/HapSVAssembler

Primary LanguageC++GNU General Public License v3.0GPL-3.0

Required thirdparty package

The bamtools are required to manually download while other programs are included.

Compile

Type make in the src direcotry

Execution

In the package folder, type ./Run_HapSV, and you will see the list of parameters

Version 1.1: released on May 22th, 2015

Usage: ./RunHapSV.sh -b <DIR> [OPTION]
-f <int>  fasta of assembled contigs
-1 <int>  fastq of 1st reads
-2 <int>  fastq of 2nd reads
-z <int>  insert size of paired-end reads
-v <int>  standard deviation of insert size
-l <int>  read length
-h        help

For instance, given a contig file named "contig.fa" and fastq files of paried-end reads "R1.fq" and "R2.fq", simply type

./Run_HapSV -f contig.fa -1 R1.fq -2 R2.fq

Output

The output files are stored in a folder named haplotype_result. If there are multiple chromosomes/contigs, each of them is stored in a separate subfolder. Within each chromosome/contig subfolder, there are multiple output files explained below.

haplotype.log

The main output file similar to the standard vcf format yet including block boundaries and SV information. Each row stands for a SNP or SV. The haplotype blocks are represented with a dash line. The following example shows three haplotype blocks composed of 6 SNPs and one SV insertion. Each row contains the chr./contig ID, variation type (SNP, Ins, Del, Inv), position, size (of SV if it is), allele on 1st haplotype, allele on 2nd haplotype.

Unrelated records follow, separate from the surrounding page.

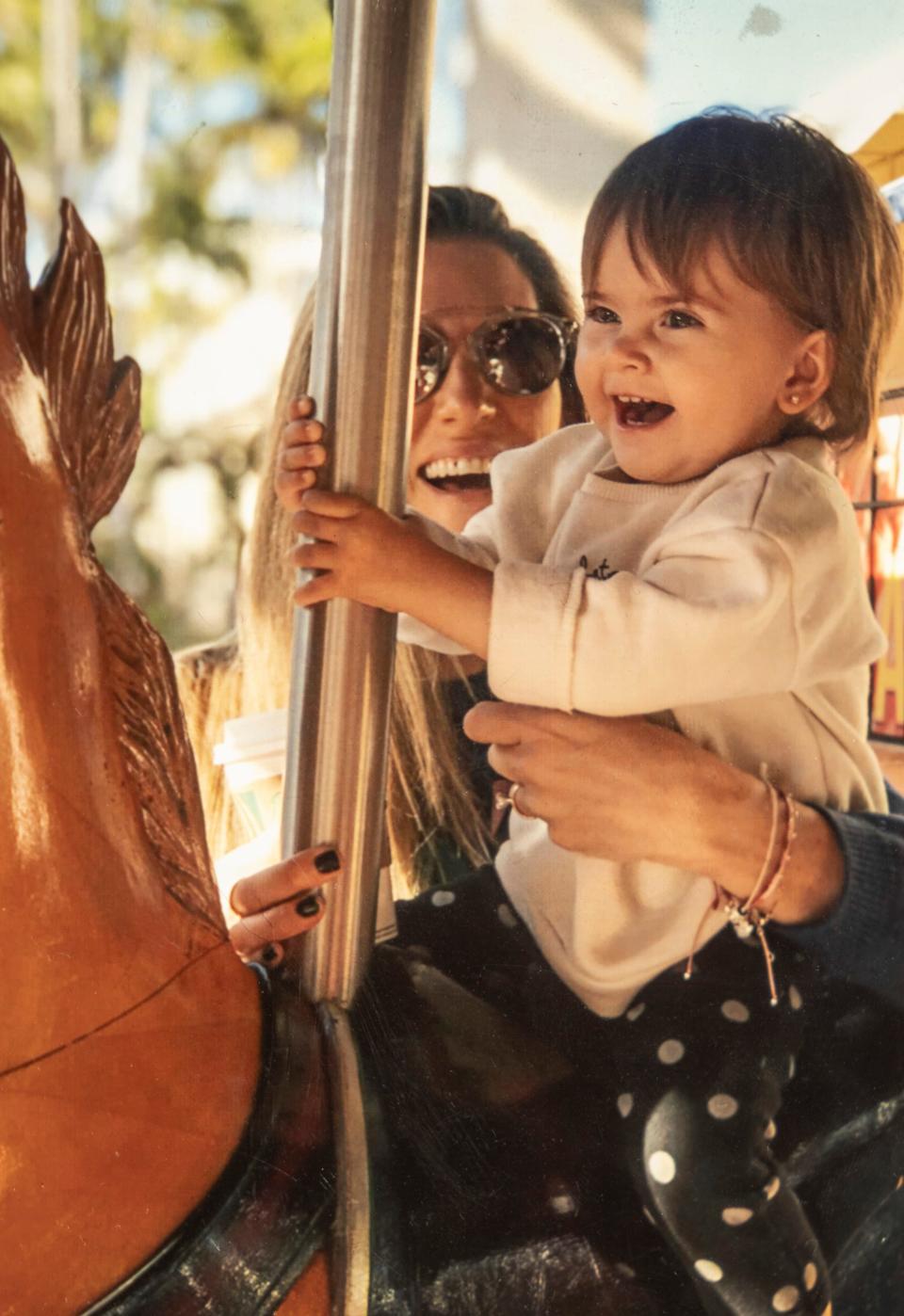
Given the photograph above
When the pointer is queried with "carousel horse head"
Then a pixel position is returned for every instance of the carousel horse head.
(132, 1038)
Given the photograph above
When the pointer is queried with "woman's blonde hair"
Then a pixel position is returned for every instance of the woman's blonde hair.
(428, 790)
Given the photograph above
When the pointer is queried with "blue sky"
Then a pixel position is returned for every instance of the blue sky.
(761, 56)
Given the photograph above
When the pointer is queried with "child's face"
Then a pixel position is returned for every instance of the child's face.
(714, 371)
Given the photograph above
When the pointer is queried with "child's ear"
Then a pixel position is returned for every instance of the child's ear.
(810, 376)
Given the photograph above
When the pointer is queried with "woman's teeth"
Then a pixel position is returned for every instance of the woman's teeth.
(450, 467)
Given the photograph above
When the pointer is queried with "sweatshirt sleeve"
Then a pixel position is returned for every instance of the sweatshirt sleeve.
(862, 939)
(715, 611)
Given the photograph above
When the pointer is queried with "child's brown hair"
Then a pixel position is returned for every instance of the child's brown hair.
(798, 220)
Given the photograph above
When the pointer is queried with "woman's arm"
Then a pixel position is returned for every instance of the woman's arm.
(624, 789)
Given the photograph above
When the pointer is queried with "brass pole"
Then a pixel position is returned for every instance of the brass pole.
(362, 376)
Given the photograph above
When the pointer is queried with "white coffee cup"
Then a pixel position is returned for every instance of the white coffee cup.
(252, 756)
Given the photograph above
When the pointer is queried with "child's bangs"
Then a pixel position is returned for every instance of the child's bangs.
(672, 238)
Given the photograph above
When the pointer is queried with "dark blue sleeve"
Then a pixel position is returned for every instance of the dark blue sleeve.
(862, 939)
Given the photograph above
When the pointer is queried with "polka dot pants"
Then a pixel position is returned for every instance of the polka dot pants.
(701, 1068)
(695, 1068)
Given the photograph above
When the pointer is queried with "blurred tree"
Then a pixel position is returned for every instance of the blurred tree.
(169, 122)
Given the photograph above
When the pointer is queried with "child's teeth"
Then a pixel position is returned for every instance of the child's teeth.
(449, 466)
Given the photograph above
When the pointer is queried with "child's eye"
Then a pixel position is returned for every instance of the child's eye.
(602, 314)
(681, 320)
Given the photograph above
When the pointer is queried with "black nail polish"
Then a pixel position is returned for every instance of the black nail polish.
(327, 862)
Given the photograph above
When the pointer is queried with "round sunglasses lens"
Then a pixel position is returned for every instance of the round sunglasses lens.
(428, 370)
(523, 356)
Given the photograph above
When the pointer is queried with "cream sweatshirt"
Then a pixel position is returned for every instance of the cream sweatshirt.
(734, 602)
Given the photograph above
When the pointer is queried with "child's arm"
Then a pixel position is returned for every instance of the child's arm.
(368, 555)
(371, 557)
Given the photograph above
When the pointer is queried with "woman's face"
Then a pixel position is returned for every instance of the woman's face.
(464, 281)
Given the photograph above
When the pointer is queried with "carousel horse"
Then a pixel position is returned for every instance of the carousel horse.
(154, 1095)
(165, 1127)
(166, 1141)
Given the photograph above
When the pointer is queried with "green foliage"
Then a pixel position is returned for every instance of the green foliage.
(216, 88)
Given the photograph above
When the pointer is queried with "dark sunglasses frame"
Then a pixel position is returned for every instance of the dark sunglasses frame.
(476, 345)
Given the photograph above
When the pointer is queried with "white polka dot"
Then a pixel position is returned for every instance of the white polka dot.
(563, 1203)
(785, 1299)
(662, 1167)
(721, 1106)
(735, 1215)
(506, 916)
(709, 1270)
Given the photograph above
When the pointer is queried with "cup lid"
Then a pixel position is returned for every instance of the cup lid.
(251, 736)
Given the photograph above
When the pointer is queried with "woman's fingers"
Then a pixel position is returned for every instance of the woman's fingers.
(258, 931)
(301, 407)
(325, 528)
(317, 555)
(282, 880)
(281, 903)
(308, 450)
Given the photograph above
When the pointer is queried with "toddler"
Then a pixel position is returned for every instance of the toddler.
(689, 555)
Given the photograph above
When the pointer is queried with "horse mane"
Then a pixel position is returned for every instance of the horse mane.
(63, 334)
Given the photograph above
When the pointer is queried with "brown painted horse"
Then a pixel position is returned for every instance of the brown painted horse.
(138, 1060)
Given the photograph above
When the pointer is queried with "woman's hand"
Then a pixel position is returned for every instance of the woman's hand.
(361, 552)
(279, 903)
(301, 452)
(622, 789)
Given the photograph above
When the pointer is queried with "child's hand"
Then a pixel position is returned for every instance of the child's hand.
(300, 452)
(364, 553)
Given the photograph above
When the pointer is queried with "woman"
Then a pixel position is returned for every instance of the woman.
(477, 271)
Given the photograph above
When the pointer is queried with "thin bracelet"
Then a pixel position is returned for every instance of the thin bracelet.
(762, 882)
(767, 900)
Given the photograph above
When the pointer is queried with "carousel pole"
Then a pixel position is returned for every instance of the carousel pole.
(364, 327)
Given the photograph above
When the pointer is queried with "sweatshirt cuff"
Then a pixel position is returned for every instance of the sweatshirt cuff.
(853, 939)
(532, 634)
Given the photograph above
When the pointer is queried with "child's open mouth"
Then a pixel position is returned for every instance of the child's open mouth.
(456, 473)
(635, 412)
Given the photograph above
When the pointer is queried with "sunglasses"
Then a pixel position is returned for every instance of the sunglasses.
(519, 353)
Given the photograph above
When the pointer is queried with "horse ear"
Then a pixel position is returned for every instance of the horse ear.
(93, 399)
(15, 291)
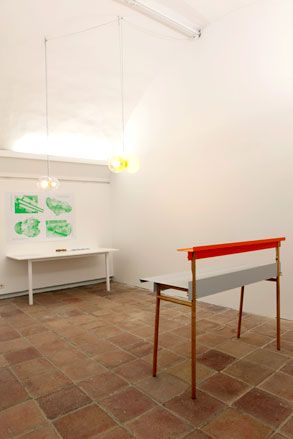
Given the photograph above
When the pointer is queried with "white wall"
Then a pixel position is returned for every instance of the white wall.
(214, 133)
(92, 223)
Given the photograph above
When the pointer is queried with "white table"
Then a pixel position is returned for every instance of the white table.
(53, 255)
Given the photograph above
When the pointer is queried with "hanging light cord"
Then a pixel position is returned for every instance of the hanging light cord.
(122, 82)
(46, 105)
(88, 29)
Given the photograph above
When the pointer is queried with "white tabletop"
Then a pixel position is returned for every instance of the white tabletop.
(52, 254)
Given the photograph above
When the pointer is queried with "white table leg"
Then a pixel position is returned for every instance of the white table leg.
(107, 271)
(30, 283)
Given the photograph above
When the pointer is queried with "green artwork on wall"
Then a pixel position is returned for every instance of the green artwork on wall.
(58, 228)
(27, 204)
(58, 206)
(29, 228)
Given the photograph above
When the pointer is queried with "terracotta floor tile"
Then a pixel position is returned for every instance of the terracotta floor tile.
(280, 384)
(163, 387)
(86, 422)
(231, 424)
(165, 358)
(277, 436)
(211, 339)
(158, 424)
(196, 411)
(63, 401)
(43, 384)
(19, 419)
(264, 406)
(66, 356)
(13, 345)
(215, 359)
(273, 360)
(140, 349)
(134, 371)
(125, 339)
(251, 373)
(117, 433)
(127, 404)
(90, 335)
(236, 348)
(269, 329)
(253, 338)
(42, 432)
(287, 428)
(32, 329)
(7, 334)
(183, 371)
(12, 391)
(22, 355)
(205, 325)
(28, 369)
(97, 347)
(286, 347)
(82, 369)
(114, 358)
(169, 340)
(288, 368)
(197, 434)
(102, 385)
(224, 388)
(106, 331)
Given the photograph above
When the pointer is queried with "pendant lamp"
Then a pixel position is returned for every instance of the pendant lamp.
(47, 182)
(121, 161)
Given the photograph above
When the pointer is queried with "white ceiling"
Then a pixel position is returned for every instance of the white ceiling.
(83, 78)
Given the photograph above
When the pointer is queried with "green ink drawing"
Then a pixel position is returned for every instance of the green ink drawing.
(58, 228)
(27, 204)
(29, 228)
(58, 206)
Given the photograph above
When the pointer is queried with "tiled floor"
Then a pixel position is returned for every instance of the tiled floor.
(78, 365)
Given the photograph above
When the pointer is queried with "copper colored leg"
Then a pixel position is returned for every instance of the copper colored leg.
(193, 352)
(240, 312)
(278, 314)
(156, 335)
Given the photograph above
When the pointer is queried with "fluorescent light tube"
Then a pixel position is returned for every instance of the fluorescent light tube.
(162, 18)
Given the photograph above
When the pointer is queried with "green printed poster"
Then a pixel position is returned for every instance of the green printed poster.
(58, 228)
(29, 228)
(58, 206)
(40, 216)
(27, 204)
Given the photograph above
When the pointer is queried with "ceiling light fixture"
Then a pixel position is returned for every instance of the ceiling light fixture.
(162, 18)
(121, 161)
(47, 182)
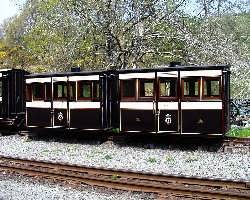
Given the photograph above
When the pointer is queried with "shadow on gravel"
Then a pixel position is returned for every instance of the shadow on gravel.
(146, 141)
(173, 142)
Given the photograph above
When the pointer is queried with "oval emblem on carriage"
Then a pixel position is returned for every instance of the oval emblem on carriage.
(168, 119)
(60, 116)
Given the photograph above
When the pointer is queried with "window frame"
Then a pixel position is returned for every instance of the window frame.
(164, 98)
(203, 88)
(79, 98)
(28, 93)
(42, 89)
(95, 85)
(55, 95)
(182, 87)
(145, 98)
(46, 98)
(127, 98)
(74, 84)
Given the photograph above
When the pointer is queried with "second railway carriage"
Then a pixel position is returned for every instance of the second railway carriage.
(67, 101)
(12, 99)
(179, 99)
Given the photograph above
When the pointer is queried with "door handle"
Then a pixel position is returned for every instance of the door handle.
(153, 107)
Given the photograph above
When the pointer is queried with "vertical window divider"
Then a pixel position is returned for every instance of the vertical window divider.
(136, 89)
(201, 88)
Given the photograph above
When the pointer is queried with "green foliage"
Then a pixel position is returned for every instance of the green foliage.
(123, 34)
(239, 132)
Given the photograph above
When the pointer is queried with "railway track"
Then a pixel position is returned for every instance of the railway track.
(127, 180)
(232, 144)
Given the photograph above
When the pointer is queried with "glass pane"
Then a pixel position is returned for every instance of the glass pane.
(215, 88)
(96, 90)
(48, 91)
(85, 89)
(38, 91)
(72, 90)
(211, 88)
(60, 90)
(168, 88)
(191, 88)
(146, 88)
(128, 88)
(1, 86)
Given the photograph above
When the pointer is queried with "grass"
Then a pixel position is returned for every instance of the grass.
(239, 132)
(190, 159)
(151, 160)
(108, 157)
(170, 159)
(115, 177)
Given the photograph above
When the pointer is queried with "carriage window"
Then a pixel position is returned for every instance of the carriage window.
(47, 91)
(146, 88)
(72, 90)
(95, 89)
(38, 91)
(84, 90)
(128, 88)
(168, 88)
(211, 87)
(60, 90)
(28, 93)
(190, 87)
(1, 86)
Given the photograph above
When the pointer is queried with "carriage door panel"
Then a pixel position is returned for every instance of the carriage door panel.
(60, 96)
(85, 112)
(137, 106)
(1, 95)
(38, 102)
(168, 116)
(201, 103)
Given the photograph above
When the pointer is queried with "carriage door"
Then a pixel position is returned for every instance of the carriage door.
(1, 95)
(84, 106)
(60, 101)
(167, 102)
(137, 106)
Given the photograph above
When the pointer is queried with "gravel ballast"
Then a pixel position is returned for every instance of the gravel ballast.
(233, 166)
(22, 188)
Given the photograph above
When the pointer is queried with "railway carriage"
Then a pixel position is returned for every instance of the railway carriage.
(170, 100)
(12, 99)
(179, 99)
(67, 101)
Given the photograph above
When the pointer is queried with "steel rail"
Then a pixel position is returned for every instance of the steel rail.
(129, 180)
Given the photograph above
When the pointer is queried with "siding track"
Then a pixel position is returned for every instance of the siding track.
(128, 180)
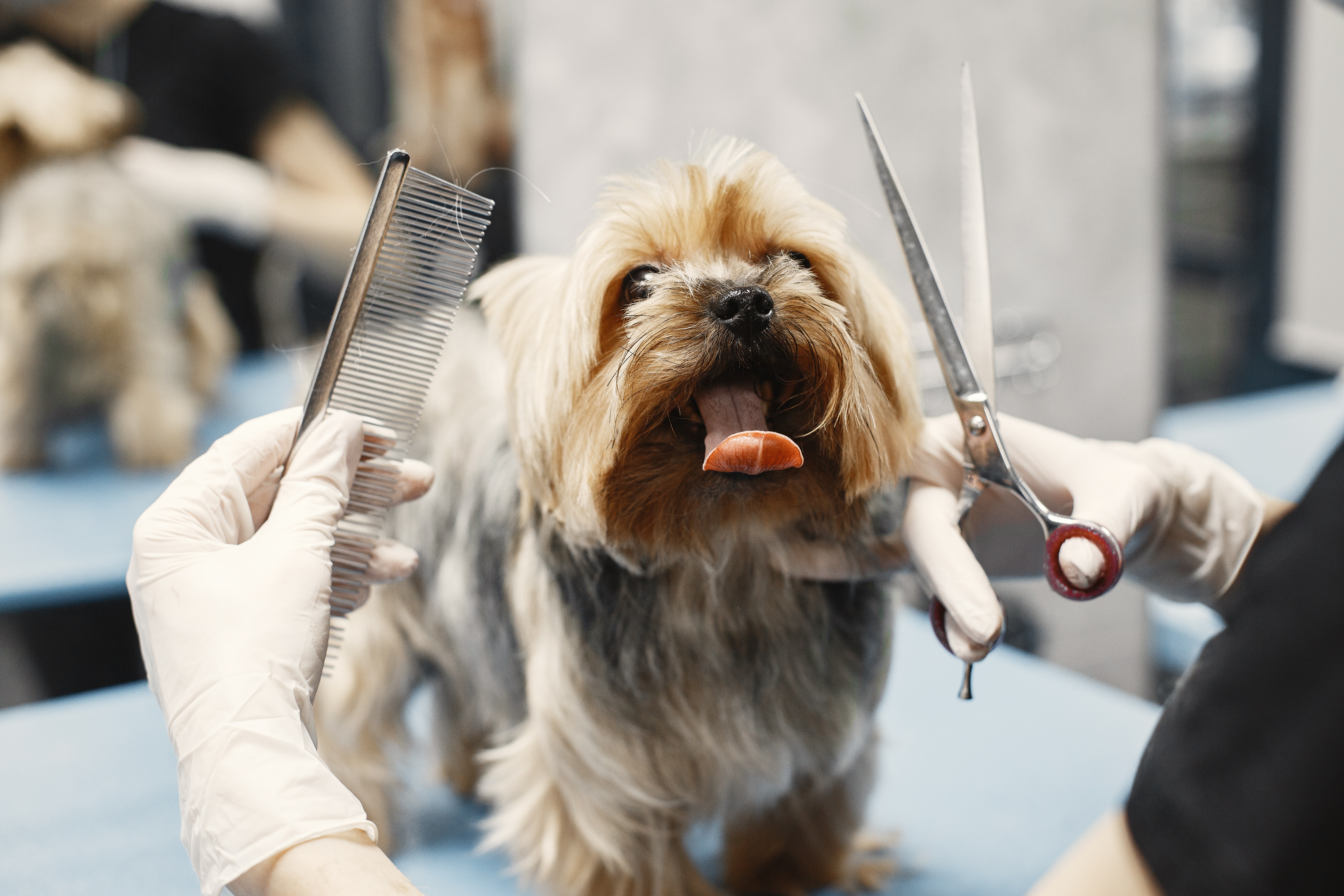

#ref_name	type	pos	size	hap0	hap1
contig1001	SNP	396	-	G	G
contig1001	SNP	405	-	T	T
contig1001	SNP	470	-	G	G
-
contig1001	SNP	5398	-	C	T
contig1001	Ins	5494	109	-	V
contig1001	SNP	5565	-	G	A
-
contig1001	SNP	6380	-	G	A

haplotype_variation.log

This output file stores the simplifed representation of paternal/maternal haplotypes sequences over SNPs only. There are two lines storing the paternal and maternal haplotype sequences, where the haplotype block boundary is represented using vertical line. e.g., three haplotype blocks composed of 22 SNPs.

GTG|TCTCGTAATCACGATAGT|G
GTG|AGATAACGCGGTGATAGT|A

snp_site.log

The loci of detected SNPs.

detected_sv.log

The loci of detected SVs.

snp_matrix.log

The input SNP/SV matrix used in the constrained MEC model.